Despite our protestation and the urge for understanding and addressing of the bigger picture, local police were not to be swayed by the larger global issues on the table yesterday, instead focusing on the immediate dangers lurking in their environment. Thus our voices were told to quieten down and we were told to abandon the march and leave the city.

However, the march must go on and, as mentioned, even one voice is louder than an empty silence. So the few determined souls left standing in the setting sun took our steely determination and our cause out into the wilds of the surrounding lanes and walked in solidarity with our brothers and sisters across the world.

Small yet mighty, the Arusha March for Climate Change added its voice to the global cry; “no more procrastination” being the maxim.

 As small a voice as Arusha may have had yesterday, it still had one. And, once heard, a cry for help cannot be ignored.
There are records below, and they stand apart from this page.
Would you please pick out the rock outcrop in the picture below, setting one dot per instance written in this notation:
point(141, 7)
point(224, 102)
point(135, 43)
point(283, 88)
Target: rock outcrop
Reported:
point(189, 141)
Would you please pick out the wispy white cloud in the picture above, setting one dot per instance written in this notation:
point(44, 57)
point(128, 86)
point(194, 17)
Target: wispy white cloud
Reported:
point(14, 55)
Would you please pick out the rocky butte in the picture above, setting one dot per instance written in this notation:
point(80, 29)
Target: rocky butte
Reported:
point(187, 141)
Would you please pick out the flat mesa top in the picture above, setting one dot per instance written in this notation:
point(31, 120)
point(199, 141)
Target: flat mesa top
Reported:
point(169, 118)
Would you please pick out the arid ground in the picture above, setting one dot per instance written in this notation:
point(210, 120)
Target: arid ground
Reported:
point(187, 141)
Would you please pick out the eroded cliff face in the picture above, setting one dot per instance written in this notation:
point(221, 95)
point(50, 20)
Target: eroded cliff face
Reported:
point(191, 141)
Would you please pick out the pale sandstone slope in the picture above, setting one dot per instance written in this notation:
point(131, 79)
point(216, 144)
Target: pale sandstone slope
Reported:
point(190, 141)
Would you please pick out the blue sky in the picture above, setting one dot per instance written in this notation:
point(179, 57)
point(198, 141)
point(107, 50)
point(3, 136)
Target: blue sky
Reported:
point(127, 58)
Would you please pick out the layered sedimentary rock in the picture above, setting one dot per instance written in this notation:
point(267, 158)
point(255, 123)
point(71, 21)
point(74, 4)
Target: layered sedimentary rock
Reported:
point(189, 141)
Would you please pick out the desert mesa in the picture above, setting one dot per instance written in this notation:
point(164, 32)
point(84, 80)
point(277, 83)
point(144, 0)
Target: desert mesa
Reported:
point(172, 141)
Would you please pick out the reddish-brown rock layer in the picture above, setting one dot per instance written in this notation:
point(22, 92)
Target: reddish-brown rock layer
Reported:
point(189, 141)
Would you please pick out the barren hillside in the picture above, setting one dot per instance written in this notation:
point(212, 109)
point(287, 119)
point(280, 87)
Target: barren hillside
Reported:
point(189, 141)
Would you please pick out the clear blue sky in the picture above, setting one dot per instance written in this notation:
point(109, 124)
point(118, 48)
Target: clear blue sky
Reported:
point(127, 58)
Add that cry to the hundreds of thousands of cries across the world yesterday and somebody somewhere will listen.

What is happening right now across the world is not something to scoff at; something to turn your nose up at or to ignore. Like it or not, want to face it or not, the negatives of climate change are inevitable and simply ignoring them is akin to wishing for your grandchildren to perish. Left unchecked, the world is on course for a 4.5c temperature rise which will mean total annihilation, and it’s more than just a little bit insane (or just plain masochistic) to ignore that.

Yesterday and tomorrow are big deals. The world spoke yesterday, and its leaders need to listen tomorrow. As Margaret Mead once said, “Never doubt that a small group of thoughtful, committed citizens can change the world. Indeed it is the only thing that ever has.” Time is not on our side and whilst people march and governments argue, nature acts. So let’s hope that tomorrow, people can listen to the voices of yesterday; can plan together for the day after tomorrow and can learn to hear the quiet voices of nature speaking inspiration for what it is they have to do.